Sanders: Bid for Nomination Not Over 05/04 06:20
Bernie Sanders said Tuesday that his primary bid against Hillary Clinton was
far from over, pointing to his victory in Indiana and strength in upcoming
races as a sign of his durability in the presidential campaign.
WASHINGTON (AP) -- Bernie Sanders said Tuesday that his primary bid against
Hillary Clinton was far from over, pointing to his victory in Indiana and
strength in upcoming races as a sign of his durability in the presidential
"I know that the Clinton campaign thinks this campaign is over. They're
wrong," Sanders said in a telephone interview with The Associated Press from
New Albany, Indiana. "Maybe it's over for the insiders and the party
establishment but the voters today in Indiana had a different idea."
Sanders spoke to the AP after he defeated Clinton in Indiana's primary,
predicting that he would achieve "more victories in the weeks to come" in West
Virginia, Kentucky, Oregon and California. The Vermont senator acknowledged
that he faced an "uphill climb" to the Democratic nomination but said he was
"in this campaign to win and we are going to fight until the last vote is cast."

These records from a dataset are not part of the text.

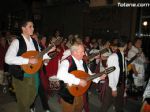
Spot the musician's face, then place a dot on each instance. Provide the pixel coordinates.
(28, 29)
(80, 52)
(138, 43)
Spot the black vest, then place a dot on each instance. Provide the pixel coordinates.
(122, 73)
(16, 70)
(64, 93)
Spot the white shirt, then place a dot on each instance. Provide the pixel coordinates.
(113, 76)
(11, 57)
(69, 78)
(139, 61)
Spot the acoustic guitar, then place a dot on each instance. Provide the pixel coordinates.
(33, 68)
(77, 90)
(90, 58)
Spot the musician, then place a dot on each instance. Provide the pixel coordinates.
(138, 64)
(26, 85)
(115, 87)
(73, 62)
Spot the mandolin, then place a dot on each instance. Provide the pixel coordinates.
(77, 90)
(33, 68)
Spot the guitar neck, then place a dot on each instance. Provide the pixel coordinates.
(95, 76)
(40, 55)
(106, 72)
(96, 54)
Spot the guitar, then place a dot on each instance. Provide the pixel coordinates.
(33, 68)
(92, 56)
(77, 90)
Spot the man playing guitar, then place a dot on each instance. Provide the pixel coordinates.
(25, 84)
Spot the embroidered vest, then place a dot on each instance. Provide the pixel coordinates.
(122, 73)
(16, 70)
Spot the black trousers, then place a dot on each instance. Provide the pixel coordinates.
(44, 97)
(117, 101)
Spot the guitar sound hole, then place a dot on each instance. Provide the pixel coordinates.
(31, 66)
(77, 88)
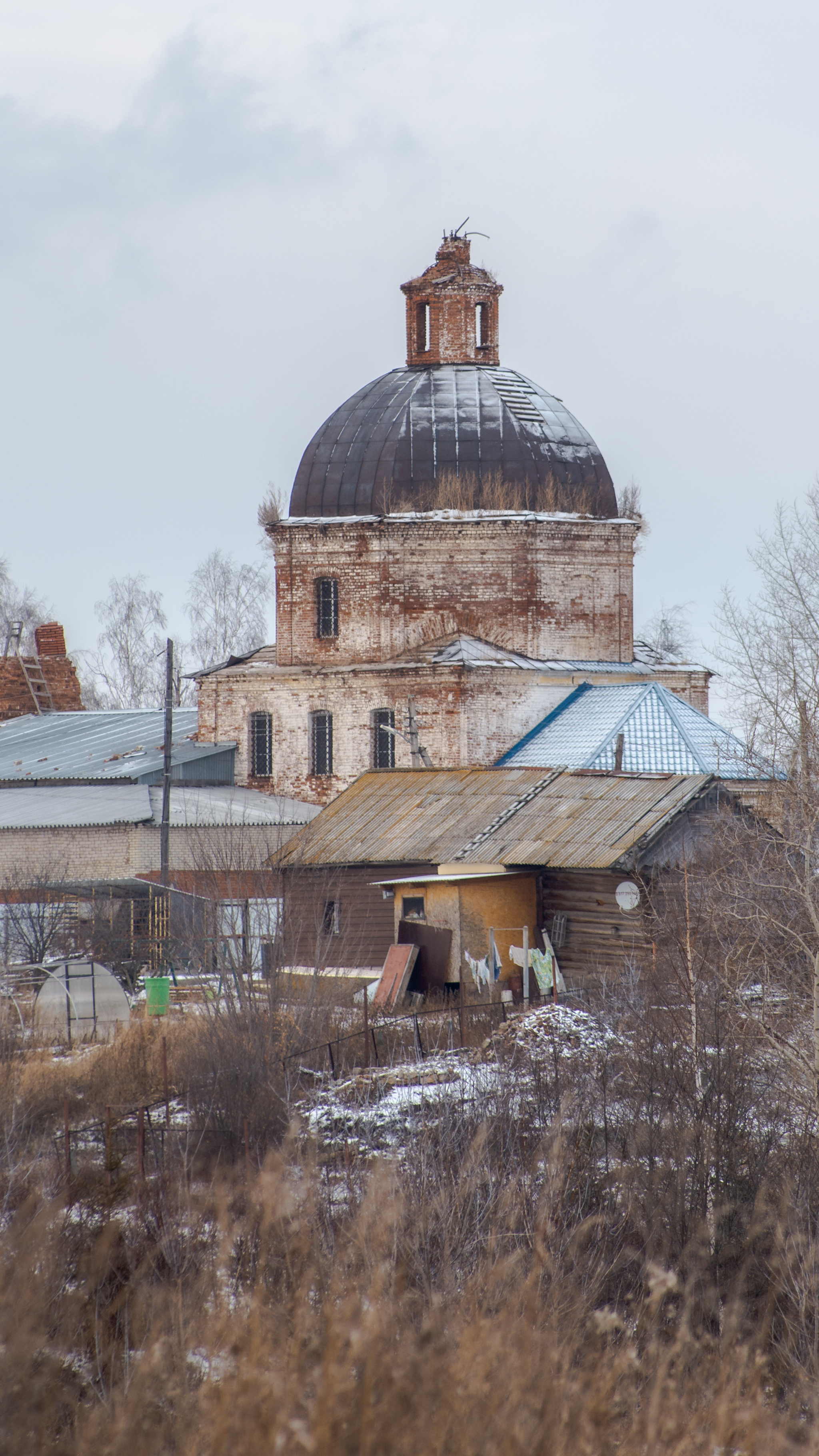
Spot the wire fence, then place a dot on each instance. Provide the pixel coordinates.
(391, 1040)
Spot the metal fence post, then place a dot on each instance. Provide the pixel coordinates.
(165, 1083)
(461, 999)
(142, 1144)
(366, 1026)
(68, 1139)
(525, 966)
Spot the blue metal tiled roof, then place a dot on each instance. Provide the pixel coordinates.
(662, 734)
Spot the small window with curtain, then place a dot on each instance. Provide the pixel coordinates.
(332, 918)
(384, 752)
(327, 606)
(262, 746)
(321, 743)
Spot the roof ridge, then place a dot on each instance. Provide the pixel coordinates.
(671, 708)
(643, 692)
(554, 713)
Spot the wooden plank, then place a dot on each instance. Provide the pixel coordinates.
(396, 976)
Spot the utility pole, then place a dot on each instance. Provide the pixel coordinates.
(165, 831)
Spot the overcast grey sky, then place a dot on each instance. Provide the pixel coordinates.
(208, 210)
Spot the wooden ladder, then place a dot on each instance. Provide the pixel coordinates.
(38, 688)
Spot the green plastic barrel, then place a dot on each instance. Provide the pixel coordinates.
(158, 993)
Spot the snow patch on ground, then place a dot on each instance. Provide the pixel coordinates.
(377, 1110)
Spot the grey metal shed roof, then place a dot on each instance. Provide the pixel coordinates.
(226, 804)
(54, 806)
(662, 734)
(75, 806)
(107, 745)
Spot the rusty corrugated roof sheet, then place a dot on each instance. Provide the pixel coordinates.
(493, 816)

Sanders' win in Indiana likely won't make much of a dent in Clinton's lead
of more than 300 pledged delegates. Clinton is still more than 90 percent of
the way to clinching the Democratic nomination when the count includes
superdelegates, the elected officials and party leaders who are free to support
the candidate of their choice.
Sanders said in the interview that he would be the best-positioned Democrat
to take on Republican Donald Trump, who is now the likely Republican nominee
after Texas Sen. Ted Cruz dropped out of the race. "There is nothing more I
would like than to take on and defeat Donald Trump, someone who must never
become president of this country."
Sanders said he had no intention to drop out of the race and rejected the
notion that his criticism of Clinton's record on issues like trade, campaign
finance and the Iraq war would help Trump.
"There is nothing that I have said about Secretary Clinton that the
Republicans are not more than aware of. They must have dozens and dozens of
opposition researchers," Sanders said. "They will go into areas that I have
chosen not to go into. They will be talking about emails. They will be talking
about the Clinton foundation."
Sanders said he wants to debate Clinton in California later this month,
noting that both campaigns had reached an agreement in principle to hold the
forum in the nation's largest state.